Davis: It is none of our faults, and we shouldn’t be accountable. This is not a finger-wagging at individuals to solve this alone. Like, the answer’s just going to be all of us deciding to be nicer and reach out more.

It needs to be a mix of us individually doing that, and rebuilding the civic infrastructure that helps us do it. You know, it’s not just reaching out to your neighbors. It’s reaching out to your neighbors to talk about how we can reach out to our neighbors.

Beck: And what are some things that you’ve done in your life to be committed and stay committed to your neighbors? Do you bring them cookies? What do you do?

Davis: Yeah. You know, we are increasing our gift game.

Beck: Okay, [Laughter.] What’s your best gift?

Davis: We’re mostly doing baked goods and flowers now. And actually, the flowers is a double commitment—which is our local farmer’s market. We’ve become friends with the florist there, and we’re going to go visit the florist at their flower farm soon because we’ve decided to not just treat them as, you know, the person we buy flowers from. And then we bring those flowers to our neighbors and try to have a connection there.

The book that changed my life more than any other is called I and Thou by Martin Buber, who is a Jewish theologian from the early 20th century. He lays out these two ways of relating to the world. He calls them “I and it” and “I and thou,” or “I and you.”

And what “I and it” is: You see everything around you. You see other people, but also the whole world. You see them as objects—its—that have served purposes in your life. Only reflecting what they are to you, how they bother you, or how they help you, how they’re different from you, out there, similar to you.

“I and you” relates to all the rest of the world as “you.” They are fellow subjects. They are also players in the video game of life. They are full of life. They have a depth that you can’t understand. When you really are engaging with them, and you let all of the ways that they measure up or help you or facilitate you or bother you or compare with everything else.

When you let that fall away, you’re bathed in the light of their shared reality with you. They’re also there. And even just a small victory in that fight by building a tiny relationship with one other person isn’t a small thing. It’s everything.

Beck: That’s amazing. [Laughter.] Pete, thank you so much. It was really, really great talking to you and having you on the show.

Davis: Thank you so much. So appreciate what you’re doing with this.


Beck: Yeah, Becca: I appreciated Pete talking about tiny steps and the importance of small relationships.

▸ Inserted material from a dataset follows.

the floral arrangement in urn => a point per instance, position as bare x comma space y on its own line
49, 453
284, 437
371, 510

I think I can get stuck in black-and-white thinking sometimes, where I’m like, Oh, the stakes are really high. Because either my neighbor is going to hate me like the Scissor Lady, or if I just do all the right things, then we’re going to be best buds and we’ll share beers on the roof in the evening. And, as with most things, I think the truth is often somewhere more in the middle.

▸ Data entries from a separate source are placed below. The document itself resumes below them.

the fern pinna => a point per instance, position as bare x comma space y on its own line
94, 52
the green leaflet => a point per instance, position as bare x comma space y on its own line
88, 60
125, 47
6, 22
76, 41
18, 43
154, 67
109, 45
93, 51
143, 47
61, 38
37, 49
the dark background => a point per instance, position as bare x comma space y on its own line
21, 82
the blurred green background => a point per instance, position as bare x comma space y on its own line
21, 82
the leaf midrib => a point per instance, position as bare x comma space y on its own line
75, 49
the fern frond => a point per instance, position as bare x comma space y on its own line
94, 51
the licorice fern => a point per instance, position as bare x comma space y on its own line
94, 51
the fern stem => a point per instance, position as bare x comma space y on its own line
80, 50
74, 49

Rashid: And there’s this concept called Dunbar’s number. The psychologist Robin Dunbar has theorized that people are only able to actually cognitively handle maintaining so many relationships at once—about five deep, intimate friendships at a time. But you can actually handle about 150 or so friendships total in your sort of larger web of the friends of friends, and college friends.

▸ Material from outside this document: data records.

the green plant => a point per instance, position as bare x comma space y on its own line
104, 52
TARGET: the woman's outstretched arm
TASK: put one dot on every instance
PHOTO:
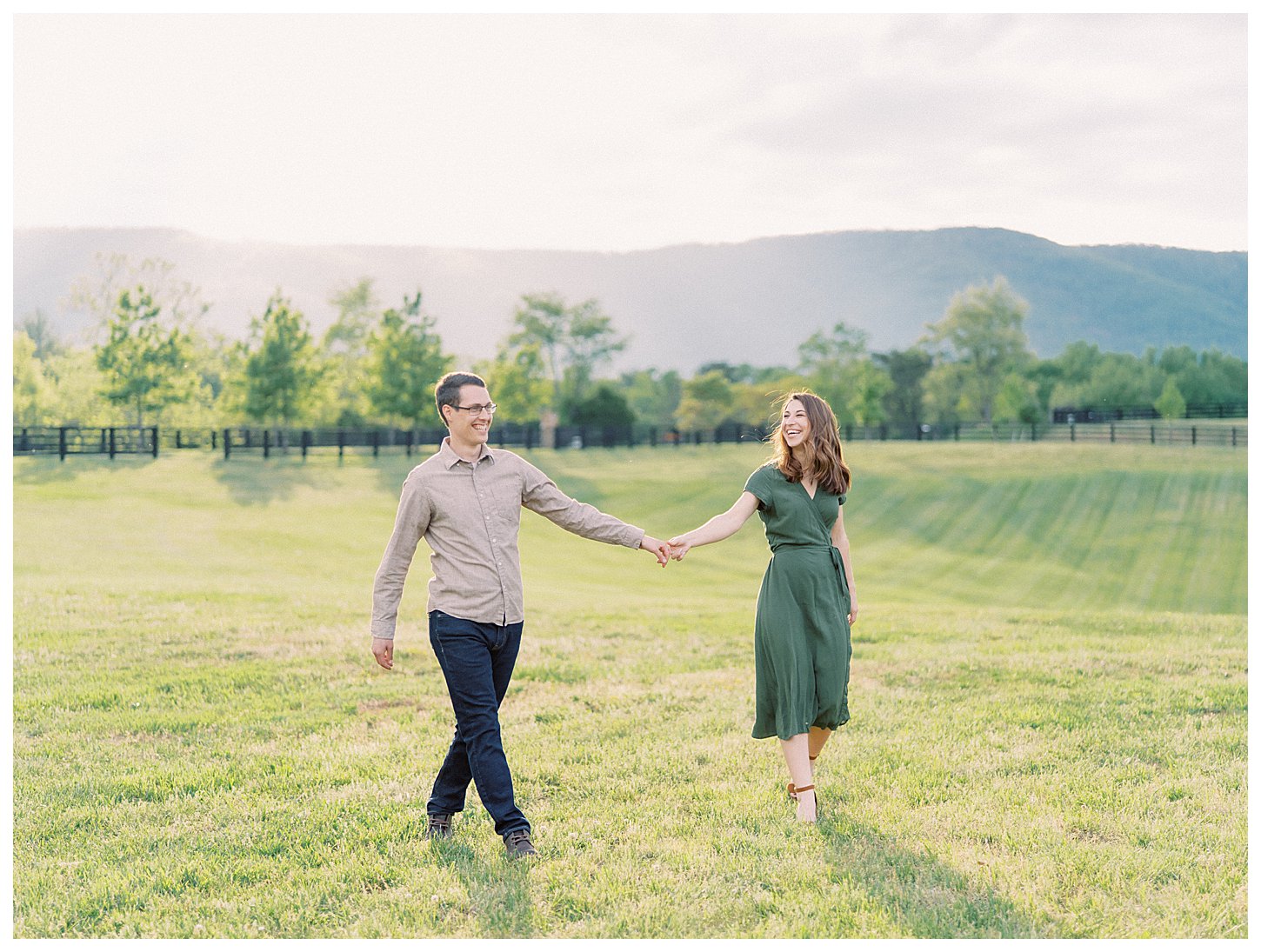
(717, 529)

So I feel like neighbors maybe fall into one of those outer rings, where it’s okay that you just sort of know their name and the name of their dog. And, you know, that type of relationship is enough.

Beck: So my very small update on my own neighbor relationship is: The other day I saw those same roof neighbors who we introduced ourselves to like a year ago and then never spoke to again. And I sort of made myself go over there and say, “Hey, you’re so and so and so and so, right?” Like, I remember your names.

I just said, “I wanted to offer, since we share a roof, and it would be really easy if you’re ever out of town and you need us to water your plants, we would be happy to.” And they were like, “Oh great! Like, same! We would be happy to do that, too.” So, we did make that tiny step toward a very small plant-watering relationship.

Beck: It’s actually a lot more than nothing to have someone right next door who’s a little something more than a stranger.

Rashid: I mean, now every time I sing, I know someone is listening. [Laughter.]